Surface complex formation between aliphatic nitrile molecules and transition metal atoms for thermally stable lithium-ion batteries.

Abstract

Non-flammability of electrolyte and tolerance of cells against thermal abuse should be guaranteed for widespread applications of lithium-ion batteries (LIBs). As a strategy to improve thermal stability of LIBs, here, we report on nitrile-based molecular coverage on surface of cathode active materials to block or suppress thermally accelerated side reactions between electrode and electrolyte.
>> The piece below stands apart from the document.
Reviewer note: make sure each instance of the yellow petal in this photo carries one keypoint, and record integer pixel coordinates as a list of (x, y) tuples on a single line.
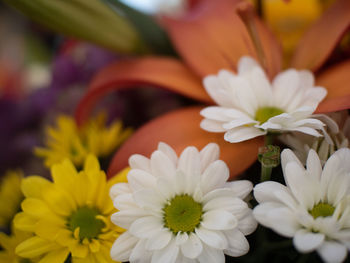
[(60, 201), (56, 256), (35, 207), (94, 245), (79, 250), (24, 222), (33, 186), (91, 165), (120, 177), (34, 247)]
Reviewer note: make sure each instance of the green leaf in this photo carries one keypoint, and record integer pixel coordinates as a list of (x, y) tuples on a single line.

Two different series of aliphatic nitriles were introduced as an additive into a carbonate-based electrolyte: di-nitriles (CN-[CH2]n-CN with n = 2, 5, and 10) and mono-nitriles (CH3-[CH2]m-CN with m = 2, 5, and 10). On the basis of the strong interaction between the electronegativity of nitrile functional groups and the electropositivity of cobalt in LiCoO2 cathode, aliphatic mono- and di-nitrile molecules improved the thermal stability of lithium ion cells by efficiently protecting the surface of LiCoO2. Three factors, the surface coverage θ, the steric hindrance of aliphatic moiety within nitrile molecule, and the chain polarity, mainly affect thermal tolerance as well as cell performances at elevated temperature.